Filestore Basic is the same product that Google Cloud offered in the past and does not use the Elastifile technology. Google collaborated with Elastifile on a fully managed file storage service that launched in early 2019 and acquired the startup last summer. Elastifile's scale-out file system technology is now included only in the new High Scale option, but a Google spokesperson said Google will improve all Filestore tiers.
Cloud file storage pricing
Pricing for Google Filestore varies by region. The monthly charge for the new High Scale SSD service, which is currently available only in select regions, is 30 cents per GB in Iowa (us-central1). The fee for the Basic SSD/premium option is the same, and the cost for the Basic HDD/standard service is 20 cents per GB.
Google's cloud competitors have also been fortifying their file storage. Amazon's NFS-based Elastic File System offers options for standard (30 cents per GB/month) and infrequent access (25 cents per GB/month). Amazon also has FSx for Windows File Server for business applications and FSx for Lustre for high-performance workloads. Vendors such as NetApp and Qumulo also offer file storage options on AWS.
Microsoft's cloud file storage includes the SMB-based Azure Files, at 24 cents per GiB per month (22.4 cents per GB), and Avere vFXT for Azure, a high-performance file system that can cache active data in Azure compute for high-performance workloads.
Juan Orlandini, chief architect in the cloud and data center transformation division at IT consultancy Insight Enterprises, said the consumption of cloud file services has been lower than the use of on- premises file storage largely because the developers who build applications in cloud-native format learned to write to object storage APIs. He said, by contrast, developers who write applications for on-premises systems grew with NFS and CIFS/SMB file services. As a result, the public cloud initially did not offer file services that were performant or scalable, and object storage consumption has tended to be limited in on-premises environments, he said.

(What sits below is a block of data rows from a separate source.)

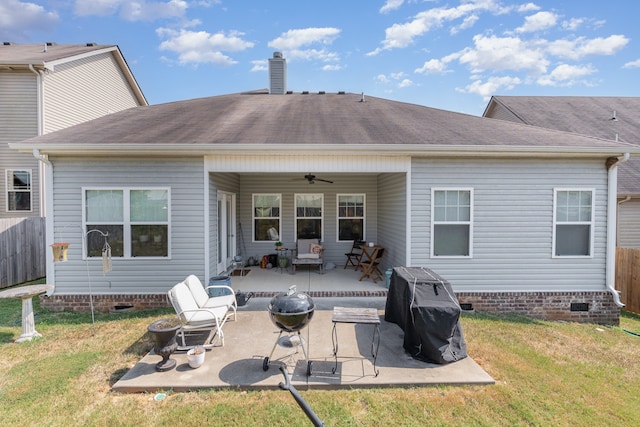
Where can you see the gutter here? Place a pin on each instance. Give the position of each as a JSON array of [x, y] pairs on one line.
[[610, 279]]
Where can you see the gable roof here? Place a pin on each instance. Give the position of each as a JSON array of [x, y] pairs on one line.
[[605, 117], [297, 121], [42, 57]]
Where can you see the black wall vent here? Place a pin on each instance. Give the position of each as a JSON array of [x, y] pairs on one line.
[[579, 306]]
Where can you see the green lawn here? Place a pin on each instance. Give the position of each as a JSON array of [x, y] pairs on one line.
[[547, 374]]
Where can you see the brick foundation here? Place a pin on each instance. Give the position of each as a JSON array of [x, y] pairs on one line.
[[589, 307], [600, 307]]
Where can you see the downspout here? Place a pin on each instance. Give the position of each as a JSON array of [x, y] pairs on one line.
[[612, 171], [626, 199]]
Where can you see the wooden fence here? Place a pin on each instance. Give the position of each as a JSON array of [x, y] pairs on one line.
[[22, 250], [628, 277]]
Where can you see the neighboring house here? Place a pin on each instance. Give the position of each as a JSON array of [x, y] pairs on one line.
[[514, 216], [47, 87], [606, 117]]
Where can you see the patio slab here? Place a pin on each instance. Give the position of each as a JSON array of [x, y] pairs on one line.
[[239, 363]]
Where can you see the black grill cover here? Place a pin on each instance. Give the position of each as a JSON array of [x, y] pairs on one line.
[[425, 307]]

"Over time, that's starting to change," Orlandini said. "More and more traditional workloads are being moved into the public cloud, and they are written and expect file services. So you can see native file services from all of the major cloud providers, and they're also partnering directly with the likes of NetApp and [Dell] EMC. I think what we're going to see over the next few years is a leveling out of which protocol is consumed, as both developers and applications either become more familiar with one of the modes or their workloads start shifting where they live."